By advancing this mechanical understanding of nature, Descartes, along with some of his contemporaries, disenchanted the world by no loner accepting the idea of occult powers, such as substantial forms, being embedded in matter. He supplants the inherent principles that were taken to identify and animate natural phenomena with a physics that analyses matter through its quantifiable features. Descartes’ rejection of scholastic substance theory and his endeavour to explain natural processes without relying on a metaphysical scheme about the inner quality of things emancipated natural philosophy from the yoke of metaphysical disputes about real qualities.
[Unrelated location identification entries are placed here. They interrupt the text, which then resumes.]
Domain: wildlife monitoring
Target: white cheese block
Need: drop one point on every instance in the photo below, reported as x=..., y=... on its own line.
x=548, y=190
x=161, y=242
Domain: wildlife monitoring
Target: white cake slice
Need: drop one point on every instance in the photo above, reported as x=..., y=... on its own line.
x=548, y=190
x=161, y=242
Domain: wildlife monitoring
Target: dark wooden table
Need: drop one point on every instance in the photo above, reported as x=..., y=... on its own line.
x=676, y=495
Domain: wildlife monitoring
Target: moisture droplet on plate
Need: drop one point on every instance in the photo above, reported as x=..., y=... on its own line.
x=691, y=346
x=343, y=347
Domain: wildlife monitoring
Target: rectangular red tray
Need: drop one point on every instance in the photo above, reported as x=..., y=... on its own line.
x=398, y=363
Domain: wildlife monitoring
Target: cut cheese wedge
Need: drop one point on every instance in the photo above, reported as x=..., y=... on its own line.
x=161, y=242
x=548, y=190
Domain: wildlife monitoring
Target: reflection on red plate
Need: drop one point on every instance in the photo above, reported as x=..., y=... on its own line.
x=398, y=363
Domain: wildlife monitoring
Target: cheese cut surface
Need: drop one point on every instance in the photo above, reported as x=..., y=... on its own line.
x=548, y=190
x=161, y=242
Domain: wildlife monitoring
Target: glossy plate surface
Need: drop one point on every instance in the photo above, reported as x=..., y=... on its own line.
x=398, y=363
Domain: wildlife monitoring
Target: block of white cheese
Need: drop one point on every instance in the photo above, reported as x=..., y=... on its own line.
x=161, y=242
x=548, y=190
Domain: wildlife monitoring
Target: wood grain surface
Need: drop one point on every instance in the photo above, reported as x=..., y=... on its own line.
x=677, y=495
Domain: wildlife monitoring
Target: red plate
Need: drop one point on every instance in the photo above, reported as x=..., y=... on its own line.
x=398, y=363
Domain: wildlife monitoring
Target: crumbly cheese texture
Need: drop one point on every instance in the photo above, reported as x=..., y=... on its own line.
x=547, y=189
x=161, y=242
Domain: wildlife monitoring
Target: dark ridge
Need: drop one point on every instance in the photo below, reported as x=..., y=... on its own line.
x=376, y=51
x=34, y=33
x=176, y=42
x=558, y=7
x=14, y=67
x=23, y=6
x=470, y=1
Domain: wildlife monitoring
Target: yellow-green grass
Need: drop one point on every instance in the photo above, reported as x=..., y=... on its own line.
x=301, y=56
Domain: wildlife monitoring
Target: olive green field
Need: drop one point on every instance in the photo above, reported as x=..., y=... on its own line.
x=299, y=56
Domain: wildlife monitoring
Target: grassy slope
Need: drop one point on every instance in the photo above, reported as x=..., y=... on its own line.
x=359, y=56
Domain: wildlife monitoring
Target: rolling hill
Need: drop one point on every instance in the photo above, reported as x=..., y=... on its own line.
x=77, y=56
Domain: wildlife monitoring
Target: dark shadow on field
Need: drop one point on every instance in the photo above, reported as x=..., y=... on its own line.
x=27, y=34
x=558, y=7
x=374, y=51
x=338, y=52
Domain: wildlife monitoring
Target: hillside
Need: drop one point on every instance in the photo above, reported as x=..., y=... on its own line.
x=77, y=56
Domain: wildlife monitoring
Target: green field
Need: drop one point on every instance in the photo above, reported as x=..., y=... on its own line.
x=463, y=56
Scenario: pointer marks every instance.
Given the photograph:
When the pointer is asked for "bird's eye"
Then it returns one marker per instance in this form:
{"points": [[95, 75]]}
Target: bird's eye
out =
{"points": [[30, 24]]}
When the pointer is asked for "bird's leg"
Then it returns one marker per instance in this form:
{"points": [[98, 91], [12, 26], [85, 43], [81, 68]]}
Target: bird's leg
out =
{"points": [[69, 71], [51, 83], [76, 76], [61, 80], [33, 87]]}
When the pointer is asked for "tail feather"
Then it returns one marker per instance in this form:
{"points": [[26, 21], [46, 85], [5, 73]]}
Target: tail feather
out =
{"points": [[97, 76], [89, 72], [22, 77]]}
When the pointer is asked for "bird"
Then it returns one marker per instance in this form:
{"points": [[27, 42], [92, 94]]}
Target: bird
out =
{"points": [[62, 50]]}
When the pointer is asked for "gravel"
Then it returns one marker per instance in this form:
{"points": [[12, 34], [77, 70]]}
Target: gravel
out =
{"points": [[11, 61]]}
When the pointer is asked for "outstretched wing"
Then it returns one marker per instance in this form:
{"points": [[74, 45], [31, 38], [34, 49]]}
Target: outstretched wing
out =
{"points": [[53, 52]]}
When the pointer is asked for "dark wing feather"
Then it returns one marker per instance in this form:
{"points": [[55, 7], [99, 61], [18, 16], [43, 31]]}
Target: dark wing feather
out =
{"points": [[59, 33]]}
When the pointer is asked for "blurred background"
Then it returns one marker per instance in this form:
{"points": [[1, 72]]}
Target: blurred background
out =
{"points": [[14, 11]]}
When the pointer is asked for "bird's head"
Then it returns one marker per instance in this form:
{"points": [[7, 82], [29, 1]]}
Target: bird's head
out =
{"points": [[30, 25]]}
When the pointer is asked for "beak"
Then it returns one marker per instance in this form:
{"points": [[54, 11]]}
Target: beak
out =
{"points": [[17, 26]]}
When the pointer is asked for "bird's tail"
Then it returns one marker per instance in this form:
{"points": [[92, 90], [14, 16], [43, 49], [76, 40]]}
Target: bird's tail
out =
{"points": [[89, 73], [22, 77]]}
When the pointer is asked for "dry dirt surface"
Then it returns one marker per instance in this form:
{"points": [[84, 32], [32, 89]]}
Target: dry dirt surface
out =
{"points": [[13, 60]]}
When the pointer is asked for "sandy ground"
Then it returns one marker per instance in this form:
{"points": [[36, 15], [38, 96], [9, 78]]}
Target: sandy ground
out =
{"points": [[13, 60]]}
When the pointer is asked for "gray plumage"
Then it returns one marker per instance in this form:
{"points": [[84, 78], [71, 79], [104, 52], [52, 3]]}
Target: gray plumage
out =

Accordingly, Descartes should not only be considered a forerunner of the scientific revolution on the basis of his own contributions to science, but also for laying the groundwork for modern science to develop independently of metaphysics.
Besides his significant contribution to the development of modern science, Descartes established a pivotal shift in philosophy proper that has shaped the modern worldview and philosophical discourse ever since. This shift results from a new understanding of metaphysics that outlines the limits of human knowledge and conditions of its reliability. Devising the philosophical framework within which science is possible and meaningful seems to be the goal of Descartes’ metaphysics. In this respect, even the mind-body dualism due to which Descartes is unduly depicted as a bizarre metaphysical speculator, functions as a safeguard against re-enchanting the world with supernatural entities such as substantial forms. A radical division between the mind and the body, coupled with the impossibility of interaction and causation between the two realms, ensures maintaining theories about natural processes and phenomena solely on physical grounds, independent from any metaphysical input. This equally clears the way for science to develop. Strikingly, Descartes, in the Treatise on Man, contends that even human physiology and behaviour could be understood without presupposing a soul; he announces that a fully mechanical account of how our body functions is explicated in this work (AT III, 667).
Reconstructing Descartes’ philosophy by bearing in mind his scientific ambitions paves the way for a better contextualisation of his metaphysics. It also enables us to unearth Descartes’ unremitting legacy. One place where this legacy has been positively effective is in transcendentalism. Placing the subject and an examination of its cognitive faculties at the heart of his philosophy, Descartes pioneered a new approach that was adopted even by his detractors. He inquired about our cognitive capacities and the way in which we understand the world in order to determine the scope and reliability of our knowledge. By investigating how we perceive the world, Descartes started a new train of thought that freed itself from speculating on how things are ‘in themselves’. From Malebranche to Kant, placing the knower in the centre of inquiry in order to determine its limits remained an crucial feature of modern philosophy. In this PhD project, it will be argued that, as a result of Descartes’ pursuit of knowledge, metaphysics takes a whole new meaning; as it is freed from an ambition to render natural processes intelligible by means of supernatural forces, it becomes a comprehensive study of the possibility of science and reliability of sense experience.